A Meta-analysis to Evaluate an Effectiveness of Mobility Management in Japan and Its Comparison to the Case of EU Countries

A Meta-analysis to Evaluate an Effectiveness of Mobility Management in Japan and Its Comparison to the Case of EU Countries


Ayako Taniguchi, University of Tsukuba, JP: Haruna Suzuki, Tokyo Institute of Technology, JP; Satsohi Fujii, Tokyo Institute of Technology, JP


In this study, we implemented a meta-analysis across all the mobility management cases in Japan until December, 2005 to investigate numerical effectiveness. And we compared it to that in EU countries reported in the past research.

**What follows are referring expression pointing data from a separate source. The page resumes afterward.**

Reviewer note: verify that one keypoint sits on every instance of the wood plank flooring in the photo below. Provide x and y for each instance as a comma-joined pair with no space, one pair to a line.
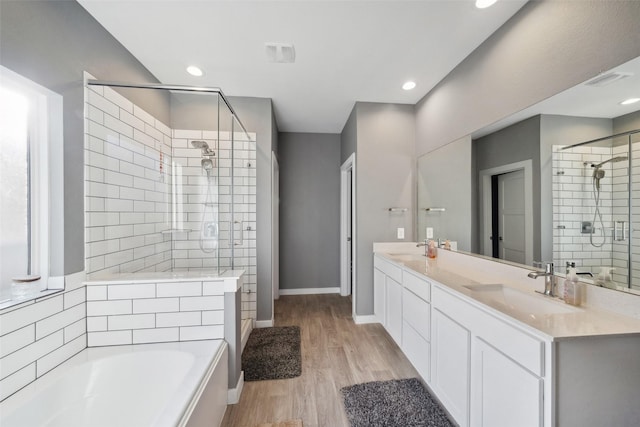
335,353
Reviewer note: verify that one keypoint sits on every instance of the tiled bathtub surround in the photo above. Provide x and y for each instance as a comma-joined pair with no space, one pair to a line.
135,311
38,335
573,203
146,192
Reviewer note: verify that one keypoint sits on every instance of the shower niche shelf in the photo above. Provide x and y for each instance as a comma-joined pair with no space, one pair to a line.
177,230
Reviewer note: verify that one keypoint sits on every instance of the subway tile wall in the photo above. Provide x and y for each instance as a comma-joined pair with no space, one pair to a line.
206,201
136,312
38,335
127,186
574,204
148,198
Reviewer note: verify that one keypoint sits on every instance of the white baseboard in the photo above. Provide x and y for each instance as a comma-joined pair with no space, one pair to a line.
369,318
310,291
264,323
245,331
233,394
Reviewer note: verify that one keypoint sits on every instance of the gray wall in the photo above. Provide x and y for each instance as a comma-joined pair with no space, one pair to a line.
443,176
310,210
385,177
515,143
545,48
52,43
349,137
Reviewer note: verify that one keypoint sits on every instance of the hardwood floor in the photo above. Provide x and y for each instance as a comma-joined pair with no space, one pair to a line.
335,353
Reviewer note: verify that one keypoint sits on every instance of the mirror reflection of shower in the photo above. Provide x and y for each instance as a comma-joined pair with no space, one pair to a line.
598,174
209,229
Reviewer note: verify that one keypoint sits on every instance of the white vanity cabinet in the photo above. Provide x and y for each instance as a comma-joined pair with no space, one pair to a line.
416,322
388,296
486,371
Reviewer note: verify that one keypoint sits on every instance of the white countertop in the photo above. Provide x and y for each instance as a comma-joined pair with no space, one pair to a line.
455,271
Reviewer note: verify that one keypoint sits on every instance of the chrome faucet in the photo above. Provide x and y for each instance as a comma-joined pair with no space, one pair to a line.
549,280
425,244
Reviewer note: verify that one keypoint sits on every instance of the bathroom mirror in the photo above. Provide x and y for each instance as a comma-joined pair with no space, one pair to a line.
524,199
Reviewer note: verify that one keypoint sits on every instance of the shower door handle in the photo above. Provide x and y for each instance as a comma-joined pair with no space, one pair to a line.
241,242
621,235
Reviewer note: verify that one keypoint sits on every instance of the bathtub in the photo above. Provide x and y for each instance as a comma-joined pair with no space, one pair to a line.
169,384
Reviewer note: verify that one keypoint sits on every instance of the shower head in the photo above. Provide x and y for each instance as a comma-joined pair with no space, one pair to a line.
613,159
598,173
207,164
202,145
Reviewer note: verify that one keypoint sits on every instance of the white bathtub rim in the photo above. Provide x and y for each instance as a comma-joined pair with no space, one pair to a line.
206,353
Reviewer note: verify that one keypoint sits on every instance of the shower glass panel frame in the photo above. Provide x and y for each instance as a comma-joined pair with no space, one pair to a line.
189,183
596,209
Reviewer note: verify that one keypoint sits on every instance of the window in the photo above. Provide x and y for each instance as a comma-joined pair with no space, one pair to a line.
28,114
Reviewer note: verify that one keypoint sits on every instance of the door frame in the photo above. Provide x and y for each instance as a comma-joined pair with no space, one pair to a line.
345,184
275,232
486,211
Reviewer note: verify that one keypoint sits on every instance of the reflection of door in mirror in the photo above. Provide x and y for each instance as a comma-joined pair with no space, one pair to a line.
511,217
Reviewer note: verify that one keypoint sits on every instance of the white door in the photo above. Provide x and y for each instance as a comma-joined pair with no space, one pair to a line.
511,217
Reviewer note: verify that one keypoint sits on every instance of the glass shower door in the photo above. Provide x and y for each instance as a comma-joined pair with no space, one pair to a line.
591,214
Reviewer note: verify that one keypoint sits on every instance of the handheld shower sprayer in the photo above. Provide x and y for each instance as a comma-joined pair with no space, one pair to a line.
598,174
204,147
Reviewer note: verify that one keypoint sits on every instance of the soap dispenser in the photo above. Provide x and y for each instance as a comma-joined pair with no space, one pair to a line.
572,288
432,250
604,278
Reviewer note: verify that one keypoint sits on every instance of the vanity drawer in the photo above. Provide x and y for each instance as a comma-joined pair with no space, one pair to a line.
417,285
417,313
388,268
515,343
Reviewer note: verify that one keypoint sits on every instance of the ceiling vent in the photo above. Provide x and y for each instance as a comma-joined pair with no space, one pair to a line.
608,78
282,53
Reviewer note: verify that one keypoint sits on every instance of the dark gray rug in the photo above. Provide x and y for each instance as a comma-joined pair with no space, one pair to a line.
272,353
393,403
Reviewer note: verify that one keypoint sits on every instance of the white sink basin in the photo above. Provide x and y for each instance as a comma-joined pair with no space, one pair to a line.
516,300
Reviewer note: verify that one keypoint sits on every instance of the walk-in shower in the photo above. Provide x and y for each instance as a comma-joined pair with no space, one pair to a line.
598,174
209,224
595,205
168,184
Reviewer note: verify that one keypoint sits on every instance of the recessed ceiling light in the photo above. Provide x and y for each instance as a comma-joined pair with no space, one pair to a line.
482,4
409,85
194,71
630,101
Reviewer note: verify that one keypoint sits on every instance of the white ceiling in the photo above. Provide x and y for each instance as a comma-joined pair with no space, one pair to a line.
346,51
583,100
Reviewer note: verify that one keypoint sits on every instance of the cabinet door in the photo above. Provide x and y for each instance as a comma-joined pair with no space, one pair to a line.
379,295
417,350
504,393
394,309
450,363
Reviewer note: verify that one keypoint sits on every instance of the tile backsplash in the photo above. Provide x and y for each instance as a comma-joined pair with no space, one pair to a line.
138,312
38,335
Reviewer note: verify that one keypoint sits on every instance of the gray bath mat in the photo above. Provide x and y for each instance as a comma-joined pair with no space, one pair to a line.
393,403
272,353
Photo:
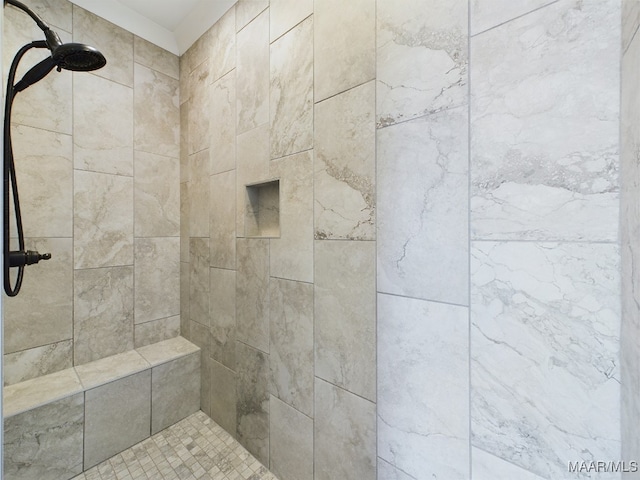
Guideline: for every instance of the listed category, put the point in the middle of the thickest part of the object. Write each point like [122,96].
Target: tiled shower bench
[58,425]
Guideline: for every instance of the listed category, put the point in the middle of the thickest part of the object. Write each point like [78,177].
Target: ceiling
[171,24]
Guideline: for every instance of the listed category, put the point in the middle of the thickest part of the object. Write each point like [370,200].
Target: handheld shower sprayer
[68,56]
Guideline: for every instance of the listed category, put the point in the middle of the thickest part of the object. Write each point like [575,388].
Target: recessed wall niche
[262,209]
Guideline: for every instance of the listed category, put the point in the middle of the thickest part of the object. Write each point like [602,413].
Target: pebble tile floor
[195,448]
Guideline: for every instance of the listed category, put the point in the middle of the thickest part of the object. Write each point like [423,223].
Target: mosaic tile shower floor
[195,448]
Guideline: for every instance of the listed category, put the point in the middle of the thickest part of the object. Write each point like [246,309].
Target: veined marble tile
[286,14]
[199,194]
[423,387]
[111,368]
[345,315]
[290,442]
[291,255]
[222,45]
[223,124]
[200,108]
[344,435]
[423,208]
[157,278]
[486,14]
[199,281]
[37,361]
[630,22]
[291,345]
[252,401]
[156,330]
[544,148]
[223,220]
[45,443]
[49,104]
[344,177]
[156,112]
[102,220]
[44,168]
[252,167]
[253,73]
[115,43]
[247,10]
[159,59]
[223,397]
[252,294]
[345,45]
[103,312]
[223,316]
[157,202]
[489,467]
[103,125]
[422,58]
[34,393]
[291,92]
[43,312]
[545,380]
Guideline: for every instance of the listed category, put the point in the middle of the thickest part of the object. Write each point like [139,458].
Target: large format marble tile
[423,208]
[247,10]
[103,313]
[156,331]
[489,467]
[199,194]
[545,381]
[36,362]
[345,315]
[175,391]
[291,345]
[291,255]
[45,443]
[291,92]
[252,401]
[286,14]
[103,125]
[102,220]
[44,168]
[157,278]
[544,148]
[423,387]
[344,435]
[156,112]
[486,14]
[422,58]
[115,43]
[223,397]
[223,220]
[290,442]
[199,281]
[253,74]
[42,313]
[344,176]
[109,428]
[252,294]
[223,124]
[157,196]
[223,316]
[252,167]
[222,45]
[159,59]
[53,93]
[345,45]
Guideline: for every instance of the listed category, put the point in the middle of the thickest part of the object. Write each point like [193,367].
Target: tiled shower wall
[285,91]
[630,229]
[97,158]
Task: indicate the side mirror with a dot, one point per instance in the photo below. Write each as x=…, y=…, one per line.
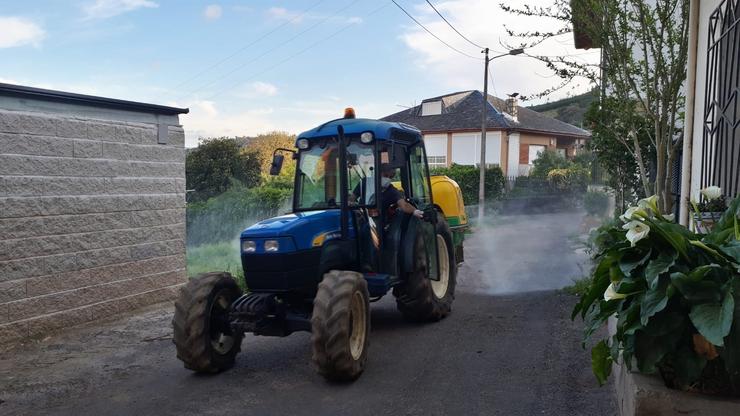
x=277, y=164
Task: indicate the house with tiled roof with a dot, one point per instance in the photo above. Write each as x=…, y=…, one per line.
x=515, y=135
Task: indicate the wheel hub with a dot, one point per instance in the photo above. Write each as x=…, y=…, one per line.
x=221, y=340
x=358, y=324
x=439, y=287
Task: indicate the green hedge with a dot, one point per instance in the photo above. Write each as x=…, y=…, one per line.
x=468, y=177
x=222, y=218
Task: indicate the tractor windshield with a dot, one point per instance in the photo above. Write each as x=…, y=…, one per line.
x=318, y=176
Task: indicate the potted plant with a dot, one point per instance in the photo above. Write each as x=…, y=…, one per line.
x=675, y=296
x=712, y=203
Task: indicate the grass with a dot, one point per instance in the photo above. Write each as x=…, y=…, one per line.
x=218, y=257
x=579, y=287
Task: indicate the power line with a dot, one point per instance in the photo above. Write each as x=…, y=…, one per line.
x=255, y=59
x=453, y=27
x=240, y=50
x=435, y=36
x=302, y=51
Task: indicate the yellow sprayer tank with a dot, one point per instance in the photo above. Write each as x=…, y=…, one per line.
x=446, y=193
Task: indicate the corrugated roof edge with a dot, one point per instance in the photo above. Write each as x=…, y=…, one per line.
x=89, y=100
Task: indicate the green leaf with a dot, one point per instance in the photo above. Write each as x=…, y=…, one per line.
x=600, y=281
x=628, y=320
x=731, y=352
x=601, y=362
x=714, y=320
x=688, y=366
x=658, y=266
x=696, y=291
x=655, y=300
x=633, y=259
x=732, y=249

Since last 1990's, "mobility management" (MM) has collected attentions from transportation policy makers and researchers as soft transportation measure to change people's car use behavior in EU countries, Australia, USA, and Japan. Although mobility management might be defined slightly differently in different countries, every definition would include an element that it is transportation measure to induce people's voluntary behavior change, rather than forced behavior change, from car use into sustainable travel modes by providing detailed travel information and incentives, and using marketing techniques focusing each personal travel behavior.
In EU countries, there is a website named as "European platform of mobility management" to help implementation of mobility management. The website gives a lot of information such as reports of case studies, hints to implement MM. Furthermore, a conference called ECOMM (European conference of MM) has been held every year. Such website and conference seems to imply that an EU situation regarding MM becomes mature and mature in these years through several experiences of MM.
As contrast to the situation in EU countries, the Japanese first pilot study of mobility management was implemented in 1999 as a soft measure to ease traffic congestion. In 2000 - 2002, there were several studies of MM, but these were rather experiments by transportation researchers than practical policies. It can be noted that according to the meta-analysis across 10 MM cases implemented in Japan until 2002 by the two of the authors (Fujii & Taniguchi, Transport Policy, in press), the average reduction of car use by households who participated in MM was about 19%. After 2003, when a special committee to promote research and practical implementation of MM was organized in the Japanese Society of Civil Engineers, the basic concept of MM has been rapidly understood by several national governmental sections such as department of road, transportation, environment, and city planning, and local governments.
The objective of this study is to report history, current practical situation and characteristics of MM in Japan, and to implement a meta-analysis of numerical effectiveness of MM in Japan by extending the meta-analysis until 2003 by the two of the authors. For the meta-analysis, we collected all the reports and research papers of MM implemented in Japan by December, 2005, and the number of cases of MM is about 30 in total. The meta-analysis will illustrate average effectiveness of MM in Japan and determinants of effectiveness of MM. We will then compare the result of meta-analysis of MM in Japan with the results of past research of MM in EU countries reported, for example, in "Smarter Choices" by Department For Transport, UK (2004) to clarify the differences and similarities between EU countries and Japan, which would be helpful to develop better MM that would be practically useful for many courtiers in all over the world.